Making note of the Republican Party’s attempts to reach Hispanic voters, she delivered a message to her audience first in English, then in Spanish.

“Take my word for it, since I’m an actual Hispanic — you can’t successfully fight for the Hispanic vote unless you successfully fight for Hispanic families,” she said.


“My question to a lot of people was … is it doable, is it winnable? I’m just a really competitive person,” she said. “Yes, I want to help out the Democratic Party, but I’m not that good of a soldier. If I’m going to do it, I’m going to do it to win.”

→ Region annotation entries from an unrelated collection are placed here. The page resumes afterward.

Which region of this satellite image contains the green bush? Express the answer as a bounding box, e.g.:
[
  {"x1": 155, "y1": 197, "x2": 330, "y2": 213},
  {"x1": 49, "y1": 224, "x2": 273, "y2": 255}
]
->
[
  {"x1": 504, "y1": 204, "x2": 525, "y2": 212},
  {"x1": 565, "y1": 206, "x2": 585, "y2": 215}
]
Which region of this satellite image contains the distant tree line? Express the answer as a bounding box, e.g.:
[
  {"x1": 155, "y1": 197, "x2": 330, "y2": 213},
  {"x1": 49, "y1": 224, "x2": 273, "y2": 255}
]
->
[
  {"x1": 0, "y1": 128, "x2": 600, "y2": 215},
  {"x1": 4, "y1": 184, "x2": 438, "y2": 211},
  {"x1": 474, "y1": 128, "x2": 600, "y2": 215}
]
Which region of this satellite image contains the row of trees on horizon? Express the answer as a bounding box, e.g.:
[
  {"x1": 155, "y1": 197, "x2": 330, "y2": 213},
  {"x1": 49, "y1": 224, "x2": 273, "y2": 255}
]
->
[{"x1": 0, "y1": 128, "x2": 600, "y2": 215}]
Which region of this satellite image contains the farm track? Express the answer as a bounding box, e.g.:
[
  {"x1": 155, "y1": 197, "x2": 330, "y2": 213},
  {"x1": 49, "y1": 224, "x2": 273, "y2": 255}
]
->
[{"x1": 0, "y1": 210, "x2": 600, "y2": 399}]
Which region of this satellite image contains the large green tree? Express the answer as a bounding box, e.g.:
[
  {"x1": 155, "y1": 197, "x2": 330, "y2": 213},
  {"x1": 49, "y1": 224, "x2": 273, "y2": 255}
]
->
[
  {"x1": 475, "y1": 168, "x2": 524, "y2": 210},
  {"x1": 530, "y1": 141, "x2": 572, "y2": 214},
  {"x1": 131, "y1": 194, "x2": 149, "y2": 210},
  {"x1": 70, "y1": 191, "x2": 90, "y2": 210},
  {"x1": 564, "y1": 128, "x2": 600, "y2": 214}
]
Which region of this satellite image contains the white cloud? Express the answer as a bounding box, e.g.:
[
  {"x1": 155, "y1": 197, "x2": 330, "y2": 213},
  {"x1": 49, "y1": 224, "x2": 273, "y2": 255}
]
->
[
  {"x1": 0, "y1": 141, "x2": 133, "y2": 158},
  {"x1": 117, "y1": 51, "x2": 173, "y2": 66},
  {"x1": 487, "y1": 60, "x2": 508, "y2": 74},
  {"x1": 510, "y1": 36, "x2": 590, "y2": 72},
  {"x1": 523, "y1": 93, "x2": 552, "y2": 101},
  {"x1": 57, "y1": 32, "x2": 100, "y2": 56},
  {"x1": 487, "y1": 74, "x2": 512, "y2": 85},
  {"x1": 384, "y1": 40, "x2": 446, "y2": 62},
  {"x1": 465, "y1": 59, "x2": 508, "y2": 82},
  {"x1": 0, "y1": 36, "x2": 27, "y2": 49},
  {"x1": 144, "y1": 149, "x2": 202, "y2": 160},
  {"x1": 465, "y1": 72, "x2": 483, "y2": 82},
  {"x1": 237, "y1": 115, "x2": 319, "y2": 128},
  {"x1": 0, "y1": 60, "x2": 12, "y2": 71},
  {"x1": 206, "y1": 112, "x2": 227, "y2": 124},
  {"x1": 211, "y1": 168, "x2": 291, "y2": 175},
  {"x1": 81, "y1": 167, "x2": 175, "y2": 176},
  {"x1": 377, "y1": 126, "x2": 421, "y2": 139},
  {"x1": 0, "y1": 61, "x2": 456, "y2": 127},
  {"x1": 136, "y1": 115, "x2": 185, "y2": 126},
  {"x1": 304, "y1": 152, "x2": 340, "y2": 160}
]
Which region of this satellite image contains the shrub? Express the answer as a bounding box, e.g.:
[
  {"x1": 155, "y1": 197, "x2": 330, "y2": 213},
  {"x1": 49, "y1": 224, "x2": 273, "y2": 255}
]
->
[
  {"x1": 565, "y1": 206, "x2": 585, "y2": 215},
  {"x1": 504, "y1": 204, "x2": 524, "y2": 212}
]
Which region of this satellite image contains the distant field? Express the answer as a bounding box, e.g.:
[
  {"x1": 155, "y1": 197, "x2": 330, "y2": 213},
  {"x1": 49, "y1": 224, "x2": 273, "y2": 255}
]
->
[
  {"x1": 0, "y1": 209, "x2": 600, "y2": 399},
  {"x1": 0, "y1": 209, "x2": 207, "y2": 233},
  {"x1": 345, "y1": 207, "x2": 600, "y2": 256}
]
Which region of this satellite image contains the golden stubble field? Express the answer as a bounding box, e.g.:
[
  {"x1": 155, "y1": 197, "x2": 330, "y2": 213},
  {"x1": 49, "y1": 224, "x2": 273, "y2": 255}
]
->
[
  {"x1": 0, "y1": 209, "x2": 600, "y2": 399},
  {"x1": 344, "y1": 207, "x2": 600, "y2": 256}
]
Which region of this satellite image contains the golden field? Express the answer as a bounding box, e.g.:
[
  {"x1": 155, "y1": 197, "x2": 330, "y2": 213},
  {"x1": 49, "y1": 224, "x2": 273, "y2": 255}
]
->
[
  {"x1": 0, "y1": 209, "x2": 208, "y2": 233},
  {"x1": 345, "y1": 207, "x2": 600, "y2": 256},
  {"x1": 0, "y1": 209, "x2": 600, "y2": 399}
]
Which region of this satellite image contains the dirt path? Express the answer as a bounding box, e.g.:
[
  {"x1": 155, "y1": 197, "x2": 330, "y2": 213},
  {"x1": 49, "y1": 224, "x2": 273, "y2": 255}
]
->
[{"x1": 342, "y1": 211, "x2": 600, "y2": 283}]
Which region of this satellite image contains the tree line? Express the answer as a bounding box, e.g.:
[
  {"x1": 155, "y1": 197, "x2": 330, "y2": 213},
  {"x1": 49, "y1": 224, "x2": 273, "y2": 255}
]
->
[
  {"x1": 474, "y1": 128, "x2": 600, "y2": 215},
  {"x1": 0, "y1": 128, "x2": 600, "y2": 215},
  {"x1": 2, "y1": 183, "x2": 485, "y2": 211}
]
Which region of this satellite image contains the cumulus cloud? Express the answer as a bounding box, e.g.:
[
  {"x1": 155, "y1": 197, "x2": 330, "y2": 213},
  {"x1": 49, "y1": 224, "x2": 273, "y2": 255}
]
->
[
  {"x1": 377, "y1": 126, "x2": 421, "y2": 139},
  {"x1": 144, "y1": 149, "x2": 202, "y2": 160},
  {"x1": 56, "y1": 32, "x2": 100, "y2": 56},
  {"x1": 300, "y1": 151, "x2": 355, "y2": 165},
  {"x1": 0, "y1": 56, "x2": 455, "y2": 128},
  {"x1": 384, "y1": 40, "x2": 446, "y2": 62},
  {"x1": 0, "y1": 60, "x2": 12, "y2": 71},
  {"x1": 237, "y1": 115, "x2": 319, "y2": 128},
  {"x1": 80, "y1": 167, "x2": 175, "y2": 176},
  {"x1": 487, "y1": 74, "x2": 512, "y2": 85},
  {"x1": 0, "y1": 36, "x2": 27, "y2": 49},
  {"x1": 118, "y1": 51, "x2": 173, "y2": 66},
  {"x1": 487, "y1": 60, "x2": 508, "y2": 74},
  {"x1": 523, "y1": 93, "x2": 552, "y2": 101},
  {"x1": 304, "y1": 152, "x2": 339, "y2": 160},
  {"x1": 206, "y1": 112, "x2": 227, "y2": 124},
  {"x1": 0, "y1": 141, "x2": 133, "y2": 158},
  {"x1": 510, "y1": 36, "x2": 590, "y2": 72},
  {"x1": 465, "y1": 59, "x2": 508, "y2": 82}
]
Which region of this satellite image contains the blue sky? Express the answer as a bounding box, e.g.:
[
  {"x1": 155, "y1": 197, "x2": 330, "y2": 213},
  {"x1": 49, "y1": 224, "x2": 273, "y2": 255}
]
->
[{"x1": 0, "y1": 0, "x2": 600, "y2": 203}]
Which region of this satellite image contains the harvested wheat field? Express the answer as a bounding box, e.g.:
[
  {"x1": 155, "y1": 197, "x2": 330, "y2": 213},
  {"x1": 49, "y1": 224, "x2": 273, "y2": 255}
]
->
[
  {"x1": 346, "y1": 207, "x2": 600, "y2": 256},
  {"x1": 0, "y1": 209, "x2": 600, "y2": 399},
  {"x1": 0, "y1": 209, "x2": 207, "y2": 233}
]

In her interview with the Tribune, Van de Putte said she checks a lot of key boxes: female, Latina, pro-business, a veterans advocate. A pharmacist by trade, she served five terms in the Texas House before her election to the Senate in 1999. In that time, she has become known for her focus on public schools and veterans issues — two areas with bipartisan appeal.

Van De Putte’s been rumored to be running for statewide office for a couple of cycles now. It’s good that she’s found a time to go for it, and she does not have to resign from the Senate to run. She and Wendy Davis will compliment each other well.

The next stop for Van de Putte on Saturday afternoon was a campaign event with Davis in Austin. But Van de Putte told the Tribune that while she expects her fundraising to overlap with Davis’ some, she hopes to also draw support from national groups committed to electing Latinos to statewide office.

“I think at times we will probably be at some events together,” she said. “I don’t think Leticia and Wendy are going to be holding hands at every event we’re at. That’s not a useful allocation of time management.”

Both Van de Putte and Davis stepped into a phone bank Saturday afternoon full of volunteers for Battleground Texas and the state Democratic Party. The two candidates didn’t appear together long enough for photos. Their visits only briefly overlapped.

In separate interviews with the media, Davis and Van de Putte spoke highly of each other and said they will regularly campaign jointly over the next 11 months.

“Both of us believe that the values of our Texas families who support strong public education, access to higher education and taking care of our veterans are some of the most important values that we possess as a community,” Davis said. “And so you can expect that both of us will be talking about that on the campaign trail.”

Davis said education, veterans issues and jobs will be the focus of both campaigns. “We have so much to be proud of,” Davis said, “but the Texas miracle is one that we need to keep going, and the only way we’ll keep that Texas miracle strong and hold to our promise to the people of Texas is to keep a strong education system so that we have a well-trained workforce.”

The women acknowledged the momentous nature of their run. It is the first time two women have run at the top of a major party ticket in Texas. “It is going to be rather historic,” Van de Putte said. “But there will be a great contrast I think with what most Texans will view with their future, and what the same old trite ideas that we’ve gotten from our current leadership.”

While they’re not tied together at the hip, it’s tough to see Van De Putte winning if Davis doesn’t. She will be the most reasonable and sensible of candidates, no matter who wins the GOP primary, in the general election in November 2014. Kuff has more including all the links that matter.

It’ll be a tough race, but Sen. Van de Putte is a tough lady, and I’m delighted to see her take the plunge. She and Wendy Davis combine to be the most dynamic Governor/Lt Governor pairing in many years. She’ll need to raise some money, but I see no reason why she wouldn’t be able to do that. Lord knows, she’ll have no trouble looking like the most sensible, most reasonable, and just overall the best candidate against whoever survives the howling monsoon of insanity on the Republican side. Her webpage and Facebook page are up, the hashtag #TeamLVP is at the ready, and you can see a photo gallery from the announcement event hereTexpatriateConcerned Citizens, and the Observer have more.

No matter what, I think Texas Democrats have the best group of candidates they’ve had in a while. Hopefully that, together with an increased organizing presence, Texas Democrats can surprise in 2014.